Questi i presupposti in base ai quali ho costruito un'attività didattica per una classe terza della scuola primaria.
Abbiamo selezionato brani specifici per poter riflettere insieme sull'intensità del suono degli strumenti musicali. Ai bambini ho chiesto se riuscivano ad individuare lo strumento predominante, come lo avvertivano, che emozione suscitava l’ascolto. A questo proposito, ho presentato in forma semplificata il saggio di Kandinsky in cui vengono analizzati i colori in base ai loro suoni interiori, ai loro effetti psichici.
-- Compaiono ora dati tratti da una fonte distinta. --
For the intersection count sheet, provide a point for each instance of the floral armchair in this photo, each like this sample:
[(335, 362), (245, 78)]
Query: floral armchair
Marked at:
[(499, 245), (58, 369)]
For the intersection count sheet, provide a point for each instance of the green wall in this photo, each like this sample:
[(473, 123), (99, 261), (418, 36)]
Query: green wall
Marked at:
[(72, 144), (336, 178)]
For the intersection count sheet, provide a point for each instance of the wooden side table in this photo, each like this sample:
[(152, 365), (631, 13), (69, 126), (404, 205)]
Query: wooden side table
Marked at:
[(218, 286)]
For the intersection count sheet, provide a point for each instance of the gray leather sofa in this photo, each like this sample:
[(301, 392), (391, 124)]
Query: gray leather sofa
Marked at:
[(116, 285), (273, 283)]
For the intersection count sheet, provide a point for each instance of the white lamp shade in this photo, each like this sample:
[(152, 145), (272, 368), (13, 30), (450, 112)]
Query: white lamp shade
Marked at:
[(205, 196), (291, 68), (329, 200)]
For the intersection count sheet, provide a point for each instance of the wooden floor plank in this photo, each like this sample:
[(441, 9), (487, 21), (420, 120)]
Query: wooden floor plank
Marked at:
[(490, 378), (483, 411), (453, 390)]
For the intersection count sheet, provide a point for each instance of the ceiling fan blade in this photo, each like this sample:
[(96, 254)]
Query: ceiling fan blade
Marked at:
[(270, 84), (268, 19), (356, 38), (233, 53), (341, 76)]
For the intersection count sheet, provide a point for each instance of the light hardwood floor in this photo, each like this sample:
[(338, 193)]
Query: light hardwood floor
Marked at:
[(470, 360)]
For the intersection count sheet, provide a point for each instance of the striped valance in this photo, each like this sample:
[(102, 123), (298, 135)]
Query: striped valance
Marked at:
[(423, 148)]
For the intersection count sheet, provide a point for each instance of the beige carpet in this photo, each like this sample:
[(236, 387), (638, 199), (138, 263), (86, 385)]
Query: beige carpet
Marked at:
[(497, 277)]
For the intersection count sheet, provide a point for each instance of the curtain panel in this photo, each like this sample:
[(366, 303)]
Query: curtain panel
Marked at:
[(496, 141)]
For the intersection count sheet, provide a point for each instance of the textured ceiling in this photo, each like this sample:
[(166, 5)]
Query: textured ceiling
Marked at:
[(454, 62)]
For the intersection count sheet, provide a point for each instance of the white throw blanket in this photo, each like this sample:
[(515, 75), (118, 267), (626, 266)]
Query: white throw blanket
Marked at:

Ogni colore viene associato a uno strumento musicale.
Il giallo è vitale, prorompente, irrazionale e viene paragonato al suono di una tromba.
Il blu suggerisce quiete ed è associato al suono del violoncello.
L'azzurro, il blu che tende ai toni più chiari, è indifferente, distante ed è paragonabile al suono di un flauto.
Il blu scuro viene invece avvicinato al suono di un organo, profondo e intenso.
Il rosso è caldo, vitale, vivace, irrequieto come il suono di una tuba.
L'arancione esprime movimento, è paragonabile al suono di una campana.
Il verde è noioso, suggerisce opulenza, è una quiete appagata ma appena gira verso il giallo acquista energia; i suoi toni sono ampi e caldi come quelli del violino.
Il viola, come l'arancione, è instabile, è paragonabile al corno inglese, alla zampogna, al fagotto.
Il marrone è ottuso, duro e poco dinamico.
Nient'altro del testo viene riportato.